The Yukon Medical Association has a new president. Dr. Ken Quong was chosen at the association’s annual general meeting on Friday. Quong is no stranger to the role.
quong

The Yukon Medical Association has a new president.

Dr. Ken Quong was chosen at the association’s annual general meeting on Friday.

Quong is no stranger to the role. He was previously elected president in 1997.

Since then he has worked closely with the association, particularly as a negotiator with the Yukon government.

“He’s much more experienced than I was when I started off,” said Dr. Rao Tadepalli, the outgoing president, who served in the role for nine years.

“I am so thankful for him stepping up to the plate. It is a hard, grilling job to be the president. It takes quite a bit of time and effort and it was time for me to move on. I’m glad Dr. Quong stepped ahead and said, ‘Rao, if not anything, I’ll get you a break.’”

“I was saying to Rao this morning that, he talks about this as being the end of something, the end of his being president, but really it’s just the beginning,” said Quong. “I was president in 1997, I was first involved with the YMA when I arrived here in 1993. And so, all of us who are interested in shaping the future of the medical community, we remain involved.”

Quong is a born-and-raised Yukoner. His family moved up in the 1940s to work on the construction of the Alaska Highway.

He graduated from medical school at the University of British Columbia in 1987, and worked in Nunavut (which was part of the Northwest Territories at the time) and B.C. before returning to the Yukon.

Quong said that one of his priorities as association president will be to attract Yukoners who have left for medical school back to the territory.

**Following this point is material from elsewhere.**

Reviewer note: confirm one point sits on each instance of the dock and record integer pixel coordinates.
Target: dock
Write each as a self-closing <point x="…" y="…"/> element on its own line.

“There are approximately 18 Yukon medical students and residents out there right now, and it’s going to be my priority to work on recruiting all of them, or most of them, to come home. Because I think when people come from here, they have a sense of what it’s like here, they fit in easily, the community knows them, they know the community and it’s a good fit.”

He would also like to see comprehensive education of the medical community on the history of residential schools and how it has impacted aboriginal communities in the North, he said.

“I think it would be amazing to achieve some level of greater understanding of the residential school experience amongst the physicians,” said Quong.

“I don’t know how I’m going to do it, but I have an opportunity here that I don’t want to miss.”

Tadepalli was elected Friday to represent Yukon on the board of directors for the Canadian Medical Association.

He will formally take on that role next August at that association’s annual meeting.